FOR CREATING JOBS HERE’S WHAT I
PROPOSE:
·
Reducing taxes on labor. This will make
labor more competitive with energy and capital investment.
(See “Fair Taxes”)
·
Solidarity with unions and workers
fighting the practice of contracting out tasks to part-time
workers in order to avoid paying benefits and to break up
unions.
·
Adopting a reduced-hour (30 hour) work
week as a standard. This could translate into as many as 26
million new jobs.
·
Subsidizing renewable energy sources,
which directly employ 2 to 5 times as many people for every
unit of electricity generated as fossil or nuclear sources yet
are cost competitive.

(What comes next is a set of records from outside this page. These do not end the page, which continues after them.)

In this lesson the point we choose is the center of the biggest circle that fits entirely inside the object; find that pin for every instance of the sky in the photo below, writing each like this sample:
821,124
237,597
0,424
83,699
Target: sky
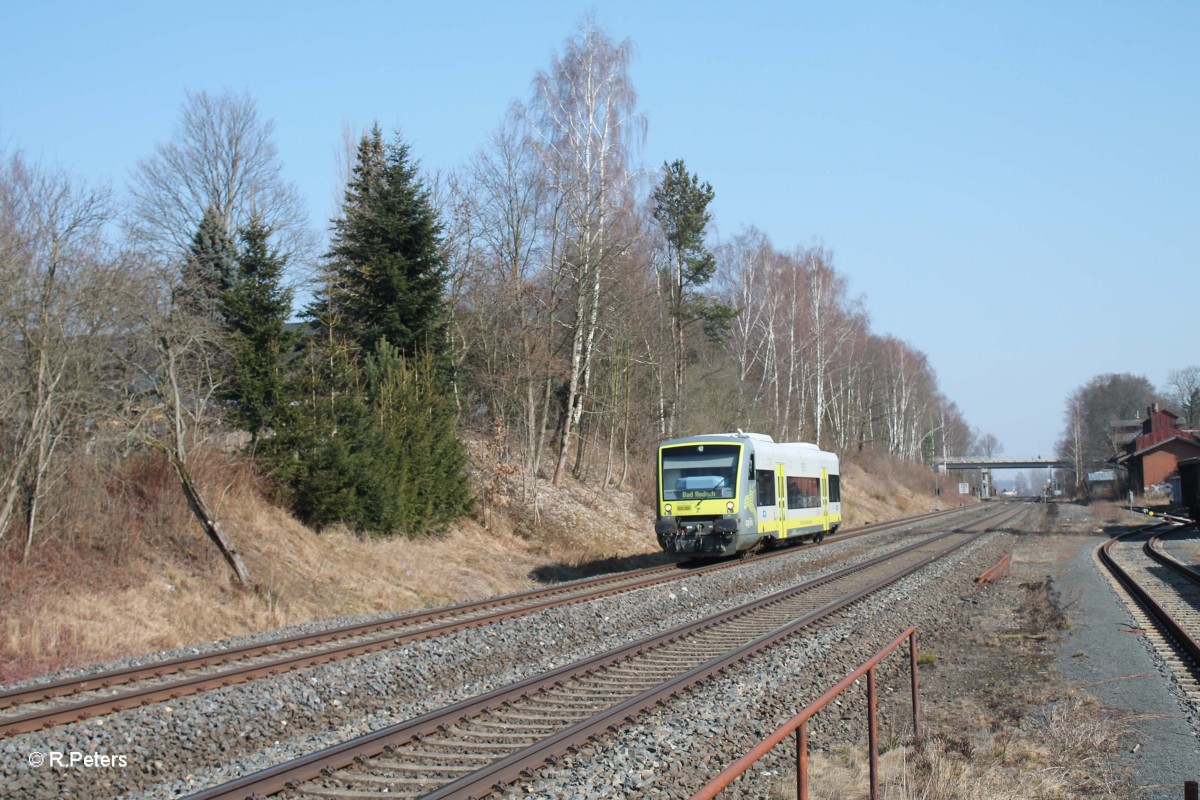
1011,187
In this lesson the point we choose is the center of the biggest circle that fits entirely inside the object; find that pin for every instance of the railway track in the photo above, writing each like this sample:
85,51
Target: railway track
475,746
48,704
1164,596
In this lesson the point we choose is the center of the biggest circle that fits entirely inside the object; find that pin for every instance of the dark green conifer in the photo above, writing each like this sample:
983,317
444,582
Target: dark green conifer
210,269
385,260
256,310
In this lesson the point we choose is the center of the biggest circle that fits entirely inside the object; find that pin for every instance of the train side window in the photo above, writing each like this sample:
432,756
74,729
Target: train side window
803,492
834,488
766,482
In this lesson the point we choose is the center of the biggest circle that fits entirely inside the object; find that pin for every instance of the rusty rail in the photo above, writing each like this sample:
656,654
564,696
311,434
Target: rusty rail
798,725
996,571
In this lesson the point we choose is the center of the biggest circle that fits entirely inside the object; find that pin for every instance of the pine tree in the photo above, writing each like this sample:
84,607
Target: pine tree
387,266
256,311
377,447
210,269
681,208
419,428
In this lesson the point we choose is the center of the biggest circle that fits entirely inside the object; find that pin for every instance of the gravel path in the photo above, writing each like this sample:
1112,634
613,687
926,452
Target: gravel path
207,739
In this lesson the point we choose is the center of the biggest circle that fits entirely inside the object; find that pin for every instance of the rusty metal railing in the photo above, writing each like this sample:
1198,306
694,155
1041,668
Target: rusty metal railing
798,726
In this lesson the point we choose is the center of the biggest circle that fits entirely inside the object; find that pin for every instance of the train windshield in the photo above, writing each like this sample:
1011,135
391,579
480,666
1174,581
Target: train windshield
700,471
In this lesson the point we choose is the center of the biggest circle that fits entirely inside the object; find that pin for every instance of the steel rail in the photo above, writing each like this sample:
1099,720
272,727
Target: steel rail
510,768
1159,613
479,613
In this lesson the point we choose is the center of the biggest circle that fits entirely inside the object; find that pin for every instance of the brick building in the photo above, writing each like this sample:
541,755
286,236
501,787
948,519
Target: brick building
1152,457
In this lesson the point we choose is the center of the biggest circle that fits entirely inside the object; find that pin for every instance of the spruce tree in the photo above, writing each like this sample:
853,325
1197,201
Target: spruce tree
385,260
377,449
256,311
210,269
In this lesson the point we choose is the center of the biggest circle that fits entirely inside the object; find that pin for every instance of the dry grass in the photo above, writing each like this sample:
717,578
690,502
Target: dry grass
129,571
1063,755
141,576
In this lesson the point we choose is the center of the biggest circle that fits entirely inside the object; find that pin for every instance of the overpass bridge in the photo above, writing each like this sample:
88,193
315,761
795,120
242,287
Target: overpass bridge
987,464
971,462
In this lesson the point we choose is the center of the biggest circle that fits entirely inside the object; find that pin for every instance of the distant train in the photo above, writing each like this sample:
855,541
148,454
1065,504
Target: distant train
727,493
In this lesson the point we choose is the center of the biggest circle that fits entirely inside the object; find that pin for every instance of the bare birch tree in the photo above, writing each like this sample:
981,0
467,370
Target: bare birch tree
585,122
57,306
222,157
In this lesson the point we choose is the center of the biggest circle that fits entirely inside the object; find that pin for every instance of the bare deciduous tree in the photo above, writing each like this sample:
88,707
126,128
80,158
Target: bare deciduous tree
57,287
222,158
585,122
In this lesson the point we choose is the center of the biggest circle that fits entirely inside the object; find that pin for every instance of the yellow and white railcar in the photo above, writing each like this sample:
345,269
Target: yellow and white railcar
724,493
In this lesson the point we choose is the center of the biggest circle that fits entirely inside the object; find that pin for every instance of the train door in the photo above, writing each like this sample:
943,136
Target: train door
825,499
781,499
766,505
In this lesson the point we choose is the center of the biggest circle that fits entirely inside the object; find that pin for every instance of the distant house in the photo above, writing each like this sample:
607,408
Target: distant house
1103,483
1152,457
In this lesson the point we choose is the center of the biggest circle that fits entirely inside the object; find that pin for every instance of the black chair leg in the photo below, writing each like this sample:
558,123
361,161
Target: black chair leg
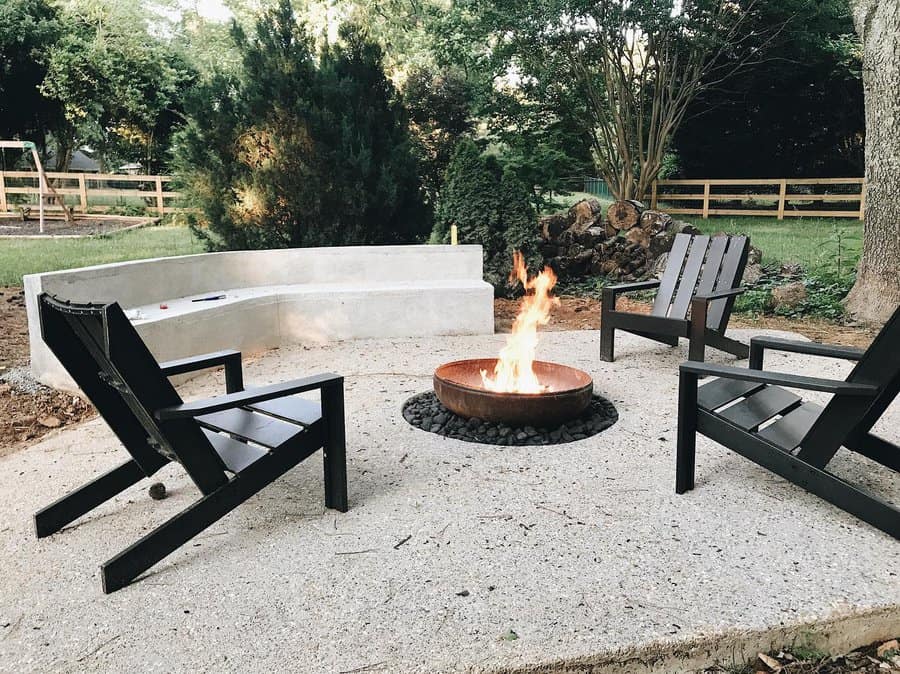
607,344
169,536
687,432
335,449
70,507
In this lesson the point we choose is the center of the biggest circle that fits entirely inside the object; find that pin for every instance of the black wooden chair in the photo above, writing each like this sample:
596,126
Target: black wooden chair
702,274
805,436
254,436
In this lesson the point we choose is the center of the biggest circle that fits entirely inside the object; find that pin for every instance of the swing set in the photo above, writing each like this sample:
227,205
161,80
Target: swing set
46,194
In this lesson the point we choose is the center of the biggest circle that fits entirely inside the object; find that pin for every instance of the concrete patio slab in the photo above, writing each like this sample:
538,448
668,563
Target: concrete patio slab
454,557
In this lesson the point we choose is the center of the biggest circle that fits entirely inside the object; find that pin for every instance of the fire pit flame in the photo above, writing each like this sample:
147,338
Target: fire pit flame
514,372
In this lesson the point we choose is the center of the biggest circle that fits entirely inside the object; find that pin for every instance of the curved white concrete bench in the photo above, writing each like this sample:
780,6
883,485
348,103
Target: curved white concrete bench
275,297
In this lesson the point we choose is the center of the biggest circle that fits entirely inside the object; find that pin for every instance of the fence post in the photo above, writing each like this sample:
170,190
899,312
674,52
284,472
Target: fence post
82,189
782,194
862,199
159,196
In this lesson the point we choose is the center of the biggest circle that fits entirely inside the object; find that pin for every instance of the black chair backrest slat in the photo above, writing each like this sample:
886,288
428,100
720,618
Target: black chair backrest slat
698,264
714,255
730,275
689,276
671,275
106,357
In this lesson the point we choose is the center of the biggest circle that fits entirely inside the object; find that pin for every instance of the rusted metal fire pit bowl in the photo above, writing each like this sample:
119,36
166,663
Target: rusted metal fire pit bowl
459,388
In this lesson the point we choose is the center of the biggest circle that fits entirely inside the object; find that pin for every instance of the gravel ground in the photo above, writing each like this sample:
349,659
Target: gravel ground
454,556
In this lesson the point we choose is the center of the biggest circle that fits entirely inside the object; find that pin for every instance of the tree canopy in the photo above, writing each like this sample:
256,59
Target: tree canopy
302,147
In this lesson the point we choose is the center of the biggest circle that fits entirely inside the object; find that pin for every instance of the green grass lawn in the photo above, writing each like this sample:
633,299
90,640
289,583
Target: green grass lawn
29,256
813,242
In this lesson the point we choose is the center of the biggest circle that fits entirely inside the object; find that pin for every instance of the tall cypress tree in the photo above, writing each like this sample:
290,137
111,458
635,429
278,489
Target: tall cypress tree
301,149
491,207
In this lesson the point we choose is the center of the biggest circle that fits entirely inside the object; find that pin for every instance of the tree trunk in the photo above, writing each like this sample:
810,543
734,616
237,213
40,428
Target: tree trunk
876,293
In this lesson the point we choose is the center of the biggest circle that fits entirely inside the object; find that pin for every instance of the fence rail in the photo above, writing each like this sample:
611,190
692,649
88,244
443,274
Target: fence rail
783,197
79,190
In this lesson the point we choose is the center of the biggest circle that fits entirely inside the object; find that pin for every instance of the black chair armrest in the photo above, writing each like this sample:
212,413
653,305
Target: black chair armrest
611,293
630,287
759,344
718,295
779,379
248,397
230,358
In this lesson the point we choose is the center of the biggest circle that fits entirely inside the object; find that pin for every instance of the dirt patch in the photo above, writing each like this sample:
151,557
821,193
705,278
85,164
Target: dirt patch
873,659
27,409
83,226
583,313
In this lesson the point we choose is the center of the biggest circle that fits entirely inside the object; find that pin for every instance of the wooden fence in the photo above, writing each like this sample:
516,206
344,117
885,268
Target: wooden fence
782,197
89,192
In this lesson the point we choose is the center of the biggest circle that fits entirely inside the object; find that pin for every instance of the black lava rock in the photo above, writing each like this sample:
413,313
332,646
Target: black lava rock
424,411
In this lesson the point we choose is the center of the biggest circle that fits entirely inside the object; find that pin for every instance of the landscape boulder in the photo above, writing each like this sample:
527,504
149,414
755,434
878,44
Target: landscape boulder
788,296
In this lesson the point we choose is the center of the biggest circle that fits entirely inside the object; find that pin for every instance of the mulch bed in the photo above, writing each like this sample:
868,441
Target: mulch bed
877,658
83,226
425,411
27,409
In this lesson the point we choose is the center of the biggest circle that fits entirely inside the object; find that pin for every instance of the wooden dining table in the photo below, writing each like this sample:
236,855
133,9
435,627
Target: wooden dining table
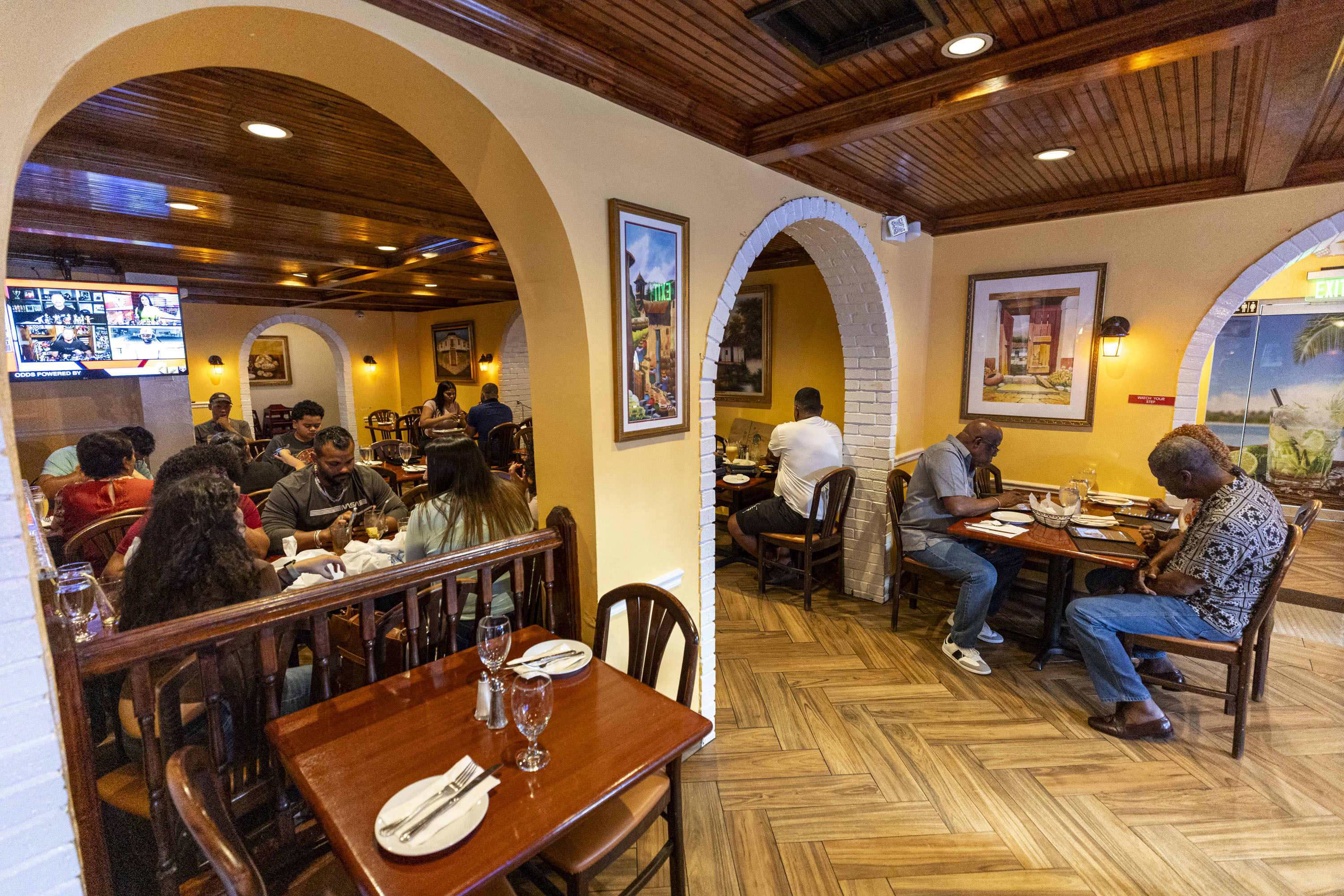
1060,581
353,753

Also, retrofit existing buildings for
energy conservation and build non-polluting, low impact
transportation systems.
·
Supporting small business by reducing
tax, fee and bureaucratic burdens. The majority of new jobs
today are created by small businesses. This would cut their
failure rate and help them create more
jobs.
·
Opposing the trend toward "bundling" of
contracts that minimizes opportunity for small,
minority-owned, and women-owned businesses.
·
Reducing consumption to minimize
outsourcing - the exportation of jobs to other countries -
thus reducing the relative price of using U.S. workers.